When you apply for insurance, you impart far more than just your claims record and circumstances that could directly lead to future claims. Should there be limits on what insurers consider relevant to your price?
For fun, complete a car insurance application questionnaire. While you’re doing it, count the number of answers – all the discrete items of information that you provide the insurer. Age, your residency in the UK, your job, marital status, whether you have a mortgage, whether you have home insurance, and so on.
Your number will probably be between 30 and 50. Now, how many of these titbits is the insurer using to figure out how ‘risky’ you are? Answer: more than you might assume; perhaps all of it.
Insurers are highly secretive when it comes to how they apply the information you provide when assessing whether to accept you and on what terms. There are areas that are legally out of bounds of their risk models – such as ethnicity, religion, sexuality and gender. As for the rest, updates on what’s used and how tends to come to light via the intermittent news story or general hearsay.
Insurance quirks
Last week, Admiral admitted that it factors in the email addresses (or more specifically, the domain names) of its customers, and that these can affect what they’re charged. This came after an investigation by The Sun found that in certain instances, drivers applying with Hotmail accounts were being quoted between £5.60 and £31.36 more than if they were Gmail users.
This is head-scratching stuff, although certain other revealed uses of information have teetered on the outright discriminatory.

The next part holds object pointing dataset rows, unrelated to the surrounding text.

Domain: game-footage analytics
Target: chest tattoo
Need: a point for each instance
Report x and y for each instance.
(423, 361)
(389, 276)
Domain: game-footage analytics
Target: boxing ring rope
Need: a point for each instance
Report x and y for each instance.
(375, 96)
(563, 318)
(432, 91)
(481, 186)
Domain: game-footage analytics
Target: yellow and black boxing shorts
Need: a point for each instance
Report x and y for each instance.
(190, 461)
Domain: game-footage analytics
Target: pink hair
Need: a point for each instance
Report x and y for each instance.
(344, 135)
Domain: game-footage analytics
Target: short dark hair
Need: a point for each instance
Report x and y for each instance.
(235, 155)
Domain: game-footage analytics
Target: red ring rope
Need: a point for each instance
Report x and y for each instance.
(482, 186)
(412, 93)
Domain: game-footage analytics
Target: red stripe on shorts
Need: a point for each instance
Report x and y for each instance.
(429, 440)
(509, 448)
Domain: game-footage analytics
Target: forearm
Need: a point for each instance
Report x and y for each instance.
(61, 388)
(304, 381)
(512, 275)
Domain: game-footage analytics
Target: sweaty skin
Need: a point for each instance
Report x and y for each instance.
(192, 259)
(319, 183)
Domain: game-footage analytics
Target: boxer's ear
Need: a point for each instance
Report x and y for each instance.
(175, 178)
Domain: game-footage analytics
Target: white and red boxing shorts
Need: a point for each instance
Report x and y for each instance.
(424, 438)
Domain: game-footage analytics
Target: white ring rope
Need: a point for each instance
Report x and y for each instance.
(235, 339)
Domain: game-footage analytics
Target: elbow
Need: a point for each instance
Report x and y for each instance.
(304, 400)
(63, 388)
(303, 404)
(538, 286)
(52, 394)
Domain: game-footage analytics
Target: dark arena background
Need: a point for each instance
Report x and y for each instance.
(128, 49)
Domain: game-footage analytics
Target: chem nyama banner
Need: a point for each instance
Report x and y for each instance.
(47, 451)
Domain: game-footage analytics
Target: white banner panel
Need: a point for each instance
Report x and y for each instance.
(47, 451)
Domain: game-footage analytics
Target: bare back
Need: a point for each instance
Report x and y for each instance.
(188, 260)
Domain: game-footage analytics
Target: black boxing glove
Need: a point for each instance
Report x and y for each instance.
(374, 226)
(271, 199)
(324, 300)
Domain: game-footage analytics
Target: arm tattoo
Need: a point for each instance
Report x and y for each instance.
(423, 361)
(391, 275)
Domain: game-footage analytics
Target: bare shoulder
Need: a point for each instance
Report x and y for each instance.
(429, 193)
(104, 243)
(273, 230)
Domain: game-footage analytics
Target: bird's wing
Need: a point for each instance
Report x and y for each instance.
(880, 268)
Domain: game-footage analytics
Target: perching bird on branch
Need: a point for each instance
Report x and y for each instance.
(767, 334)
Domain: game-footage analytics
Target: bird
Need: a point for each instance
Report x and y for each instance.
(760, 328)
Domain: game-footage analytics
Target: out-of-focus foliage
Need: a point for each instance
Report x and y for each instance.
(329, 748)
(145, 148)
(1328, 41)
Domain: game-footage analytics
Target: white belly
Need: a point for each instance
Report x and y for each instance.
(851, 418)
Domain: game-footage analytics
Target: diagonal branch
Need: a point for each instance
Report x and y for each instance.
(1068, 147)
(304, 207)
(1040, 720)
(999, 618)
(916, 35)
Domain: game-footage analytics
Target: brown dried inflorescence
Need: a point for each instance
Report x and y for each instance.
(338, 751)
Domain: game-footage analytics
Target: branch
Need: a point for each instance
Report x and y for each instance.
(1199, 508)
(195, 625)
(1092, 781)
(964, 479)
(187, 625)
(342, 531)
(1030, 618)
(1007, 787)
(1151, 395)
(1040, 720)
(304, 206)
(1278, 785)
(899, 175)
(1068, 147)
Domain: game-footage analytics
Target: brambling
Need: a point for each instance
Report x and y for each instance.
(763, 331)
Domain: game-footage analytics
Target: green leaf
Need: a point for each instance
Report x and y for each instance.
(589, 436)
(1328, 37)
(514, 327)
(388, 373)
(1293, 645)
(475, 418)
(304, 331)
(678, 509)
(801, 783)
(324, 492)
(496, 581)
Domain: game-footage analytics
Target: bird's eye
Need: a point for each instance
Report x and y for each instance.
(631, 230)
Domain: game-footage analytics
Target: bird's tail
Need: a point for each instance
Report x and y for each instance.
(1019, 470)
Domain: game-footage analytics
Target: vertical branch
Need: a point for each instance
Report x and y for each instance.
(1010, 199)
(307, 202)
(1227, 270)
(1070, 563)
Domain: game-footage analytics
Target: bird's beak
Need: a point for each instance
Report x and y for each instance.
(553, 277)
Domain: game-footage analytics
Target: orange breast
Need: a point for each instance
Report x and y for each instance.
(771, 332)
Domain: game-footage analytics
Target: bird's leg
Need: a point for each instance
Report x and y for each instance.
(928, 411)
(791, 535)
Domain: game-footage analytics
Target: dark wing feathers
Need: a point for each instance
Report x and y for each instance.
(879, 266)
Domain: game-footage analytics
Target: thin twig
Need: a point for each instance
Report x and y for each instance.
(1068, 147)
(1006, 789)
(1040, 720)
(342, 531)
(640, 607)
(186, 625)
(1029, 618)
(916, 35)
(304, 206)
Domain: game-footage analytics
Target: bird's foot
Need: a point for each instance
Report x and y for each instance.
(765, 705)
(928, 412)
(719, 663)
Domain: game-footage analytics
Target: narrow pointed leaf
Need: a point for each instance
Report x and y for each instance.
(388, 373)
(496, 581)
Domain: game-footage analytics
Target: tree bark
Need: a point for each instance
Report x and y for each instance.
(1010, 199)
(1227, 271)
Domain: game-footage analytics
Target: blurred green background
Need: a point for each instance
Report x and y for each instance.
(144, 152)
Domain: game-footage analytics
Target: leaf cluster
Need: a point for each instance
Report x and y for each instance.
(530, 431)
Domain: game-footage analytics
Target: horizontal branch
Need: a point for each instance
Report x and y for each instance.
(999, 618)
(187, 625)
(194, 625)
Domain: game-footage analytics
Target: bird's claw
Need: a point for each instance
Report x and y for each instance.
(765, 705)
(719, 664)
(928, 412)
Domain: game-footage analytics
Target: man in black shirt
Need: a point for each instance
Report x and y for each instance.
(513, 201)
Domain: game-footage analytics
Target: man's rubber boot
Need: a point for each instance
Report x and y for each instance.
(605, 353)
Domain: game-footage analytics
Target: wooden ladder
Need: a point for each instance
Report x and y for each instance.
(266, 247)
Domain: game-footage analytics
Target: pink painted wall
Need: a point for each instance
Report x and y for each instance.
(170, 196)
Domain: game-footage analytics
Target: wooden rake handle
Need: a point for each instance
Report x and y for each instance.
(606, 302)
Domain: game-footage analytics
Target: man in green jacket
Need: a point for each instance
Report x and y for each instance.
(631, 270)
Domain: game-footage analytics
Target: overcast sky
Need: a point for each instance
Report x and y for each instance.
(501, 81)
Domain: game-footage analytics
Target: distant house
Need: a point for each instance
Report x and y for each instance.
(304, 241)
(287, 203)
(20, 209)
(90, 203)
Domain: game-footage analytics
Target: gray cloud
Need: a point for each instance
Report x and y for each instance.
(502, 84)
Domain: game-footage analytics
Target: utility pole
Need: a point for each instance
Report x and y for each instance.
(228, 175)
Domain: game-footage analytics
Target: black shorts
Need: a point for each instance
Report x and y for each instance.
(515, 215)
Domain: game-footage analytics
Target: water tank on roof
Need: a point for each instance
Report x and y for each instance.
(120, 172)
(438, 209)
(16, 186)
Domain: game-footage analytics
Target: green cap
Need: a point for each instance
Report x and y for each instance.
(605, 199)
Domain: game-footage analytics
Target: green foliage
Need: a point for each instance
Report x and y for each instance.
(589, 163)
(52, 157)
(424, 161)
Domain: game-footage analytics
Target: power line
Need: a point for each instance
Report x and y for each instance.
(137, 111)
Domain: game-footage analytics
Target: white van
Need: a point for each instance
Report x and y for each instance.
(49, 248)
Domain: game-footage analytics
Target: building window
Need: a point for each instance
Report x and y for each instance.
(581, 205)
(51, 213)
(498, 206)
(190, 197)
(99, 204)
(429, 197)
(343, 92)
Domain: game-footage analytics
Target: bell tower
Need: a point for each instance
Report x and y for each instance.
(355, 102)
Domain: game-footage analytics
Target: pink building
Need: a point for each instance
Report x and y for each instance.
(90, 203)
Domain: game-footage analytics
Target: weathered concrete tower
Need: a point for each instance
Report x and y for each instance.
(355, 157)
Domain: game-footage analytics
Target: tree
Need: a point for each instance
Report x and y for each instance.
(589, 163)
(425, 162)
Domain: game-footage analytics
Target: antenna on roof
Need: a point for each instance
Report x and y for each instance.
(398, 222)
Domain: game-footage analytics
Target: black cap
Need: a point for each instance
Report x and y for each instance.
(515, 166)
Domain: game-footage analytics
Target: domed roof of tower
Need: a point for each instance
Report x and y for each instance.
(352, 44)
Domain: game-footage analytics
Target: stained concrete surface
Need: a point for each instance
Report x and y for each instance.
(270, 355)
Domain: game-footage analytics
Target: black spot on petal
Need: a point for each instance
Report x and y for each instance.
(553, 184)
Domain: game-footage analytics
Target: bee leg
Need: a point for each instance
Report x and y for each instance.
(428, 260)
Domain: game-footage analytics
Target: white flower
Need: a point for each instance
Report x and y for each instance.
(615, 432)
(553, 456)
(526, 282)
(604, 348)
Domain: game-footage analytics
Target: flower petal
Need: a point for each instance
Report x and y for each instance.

A while ago, we reported Hastings Direct and Admiral to the Equality Commission for charging car insurance customers more if they’d been born overseas – even if they’d grown up in the UK.
Last week’s investigation by The Sun also alleged that several insurers were quoting higher premiums for customers named ‘Mohammed’ than they were for those named ‘John’ – although the insurers deny that they do this.
A less inflammatory – but still perplexing – factor that can intrude on your premium is your marital status.
Other quirks are matters of presentation: whether you choose to describe your occupation as ‘journalist’ or ‘researcher’, or ‘chef’ or ‘kitchen worker’ can nudge the dial on your insurance quote. And it’s possible that in the near future even your social media activity might make a difference.
Relevant details
Many of us would consider the relevance of much of these to be stretching credulity, but insurers clearly feel differently.
When calculating your insurance premium, they’re trying to predict your future. The more ancillary details they can obtain about you, the better they can compare you with customers that they already have and so, in theory, the more accurate their prediction will be.
That’s one side of the argument, anyhow. An argument against is that what tends to happen to people ‘like’ you is far less relevant than your own lived experience. This may explain the growing demand for ‘telematics’-based car insurance policies that monitor your driving minute-to-minute and calibrate your premium to fit.
Do you think it’s reasonable for insurers to use your email address or other factors that don’t seem particularly related when considering your driving risk Or do you think their making maximum use of the data you provide is the surest way to a quote that best reflects you?